In both the Enron and the Hayes Lemmerz cases, the bankruptcy courts granted an administrative expense claim finding that "if a debtor-in-possession could induce third parties to transact business with it and remain immune from liability for torts committed against them during the period the debtor continued to operate, it would discourage those parties from transacting business with the debtor and hinder the reorganization effort." Enron, 2003 WL 1562201 at *8. Principles of fairness dictate that creditors who are harmed by a tort committed by the debtor post-petition should be paid before creditors who benefitted from the debtor's wrongful actions. Id.

The debtor/creditor relationship in the present case, however, is more complex than the relationships in Enron and in Hayes Lemmerz. In Enron, the bailee converted the property of the bailor.
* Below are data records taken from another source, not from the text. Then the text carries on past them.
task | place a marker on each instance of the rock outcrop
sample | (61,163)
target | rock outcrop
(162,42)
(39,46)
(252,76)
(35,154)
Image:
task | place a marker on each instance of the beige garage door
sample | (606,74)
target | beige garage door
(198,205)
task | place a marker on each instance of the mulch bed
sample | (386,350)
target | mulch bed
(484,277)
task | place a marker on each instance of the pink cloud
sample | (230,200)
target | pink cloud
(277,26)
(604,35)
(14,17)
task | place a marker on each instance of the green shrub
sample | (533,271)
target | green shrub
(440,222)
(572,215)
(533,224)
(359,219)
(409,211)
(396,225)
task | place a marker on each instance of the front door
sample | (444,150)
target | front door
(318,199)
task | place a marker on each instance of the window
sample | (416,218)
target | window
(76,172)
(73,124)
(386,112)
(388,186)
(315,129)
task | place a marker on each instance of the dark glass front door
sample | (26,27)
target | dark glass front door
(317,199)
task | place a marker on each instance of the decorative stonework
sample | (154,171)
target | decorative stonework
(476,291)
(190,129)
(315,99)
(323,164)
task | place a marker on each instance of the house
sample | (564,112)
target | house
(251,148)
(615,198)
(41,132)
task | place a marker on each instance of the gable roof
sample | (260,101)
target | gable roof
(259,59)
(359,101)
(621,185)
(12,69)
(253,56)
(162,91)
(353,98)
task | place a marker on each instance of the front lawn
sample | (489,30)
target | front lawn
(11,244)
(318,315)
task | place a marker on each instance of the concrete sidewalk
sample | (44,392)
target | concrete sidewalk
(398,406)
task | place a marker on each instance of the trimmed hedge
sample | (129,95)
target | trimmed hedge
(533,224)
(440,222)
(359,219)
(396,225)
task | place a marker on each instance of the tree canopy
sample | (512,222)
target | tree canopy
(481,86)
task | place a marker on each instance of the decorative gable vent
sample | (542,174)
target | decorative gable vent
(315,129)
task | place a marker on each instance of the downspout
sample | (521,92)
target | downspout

In Hayes Lemmerz, the lessee converted the property of the lessor. In neither case did third parties assert an interest in the converted property. In the within case, if the accounts sold to Durham were not subject to prior liens, it might be appropriate to grant an administrative claim to Durham for accounts diverted post-petition by Dryden for its use. This course of action is not possible, however, when the issue of whether these accounts are subject to the liens of Citibank and Beneficial remains unresolved.

Because the issue of whether a claim should be provided with administrative expense status is a question of fairness, it is impossible for me to decide this issue at this juncture. As the parties opposing the motion have observed, not only is it possible that Durham's rights in the accounts it purchased are subject to the rights of either or both Beneficial and Citibank, but any payment of an administrative expense claim would necessarily have to be made out of the banks' cash collateral because no unencumbered funds are available.
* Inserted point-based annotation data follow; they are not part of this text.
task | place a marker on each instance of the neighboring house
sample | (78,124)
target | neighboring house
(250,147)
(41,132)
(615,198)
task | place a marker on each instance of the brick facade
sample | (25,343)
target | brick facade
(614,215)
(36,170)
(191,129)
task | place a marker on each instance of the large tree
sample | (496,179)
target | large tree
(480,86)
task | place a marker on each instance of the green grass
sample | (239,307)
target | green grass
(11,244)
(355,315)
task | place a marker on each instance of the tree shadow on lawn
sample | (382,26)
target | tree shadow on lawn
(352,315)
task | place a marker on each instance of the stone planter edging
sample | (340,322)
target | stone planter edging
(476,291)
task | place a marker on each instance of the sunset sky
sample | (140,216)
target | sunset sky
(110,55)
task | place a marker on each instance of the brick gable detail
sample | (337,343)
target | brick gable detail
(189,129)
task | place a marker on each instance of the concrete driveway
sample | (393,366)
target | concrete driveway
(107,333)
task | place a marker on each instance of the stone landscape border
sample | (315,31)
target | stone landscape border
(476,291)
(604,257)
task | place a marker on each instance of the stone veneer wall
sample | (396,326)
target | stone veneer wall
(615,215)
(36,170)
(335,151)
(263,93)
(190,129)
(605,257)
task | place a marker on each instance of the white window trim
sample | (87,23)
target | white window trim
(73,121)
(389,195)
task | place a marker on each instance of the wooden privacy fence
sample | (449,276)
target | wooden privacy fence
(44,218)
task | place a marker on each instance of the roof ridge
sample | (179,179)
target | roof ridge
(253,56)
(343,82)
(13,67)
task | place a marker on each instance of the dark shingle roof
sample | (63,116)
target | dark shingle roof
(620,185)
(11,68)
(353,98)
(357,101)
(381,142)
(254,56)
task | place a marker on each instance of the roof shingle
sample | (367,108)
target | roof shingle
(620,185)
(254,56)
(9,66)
I cannot compel Dryden to satisfy Durham's claim if that claim can only be paid from the proceeds of the secured collateral of Beneficial and Citibank. Hartford Underwriters Ins. Co. v. Union Planters Bank, N.A., 530 U.S. 1, 5, 120 S.Ct. 1942, 1946 (2000) ("Administrative expenses . . . do not have priority over secured claims . . . and because respondent held a security interest in essentially all of the estate's assets, there were no unencumbered funds available to pay even administrative claimants."); Old W. Annuity & Life Ins. Co. v. Apollo Grp., 605 F.3d 856, 865 (11th Cir. 2010) (holding that a secured creditor generally is entitled to have its collateral first applied to satisfy its claim).

III. CONCLUSION

For the reasons set forth above, the Motion will be denied. An Order consistent with this Opinion will be entered.

FootNotes


1. I have jurisdiction to hear this matter pursuant to 28 U.S.C. §§ 157 and 1334. This matter is a core, non-Stern proceeding pursuant to 28 U.S.C. § 157(b)(2)(A) and (B). This Opinion constitutes findings of fact and conclusions of law made under Fed. R. Bankr. P. 7052, which is applicable to contested matters pursuant to Fed. R. Bank. P. 9014.
2. Durham requested approval of an administrative claim in the amount of $182,484.06, the amount of the pre-petition amounts collected, rather than the amount of $115,547.11, the post-petition amount collected. If I were to accept the legal argument advanced in the Motion, Durham would be entitled to an administrative claim of $115,547.11.
3. Although the Amended Factoring Agreement is governed by New York law, the conversion claim is governed by the law of the state with the most significant relationship to the occurrence and the parties. Restatement (Second) of Conflict of Laws § 145. I find that the law of Pennsylvania should be applied. But even if I were to apply New York law, no conflicts of law issue emerges. Under New York law, "[a] conversion takes place when someone, intentionally and without authority, assumes or exercises control over personal property belonging to someone else, interfering with that person's right of possession." Colavito v. N.Y. Organ Donor Network, Inc., 860 N.E.2d 713, 717 (N.Y. 2006). The standards of New York and Pennsylvania, while phrased differently, are substantively the same.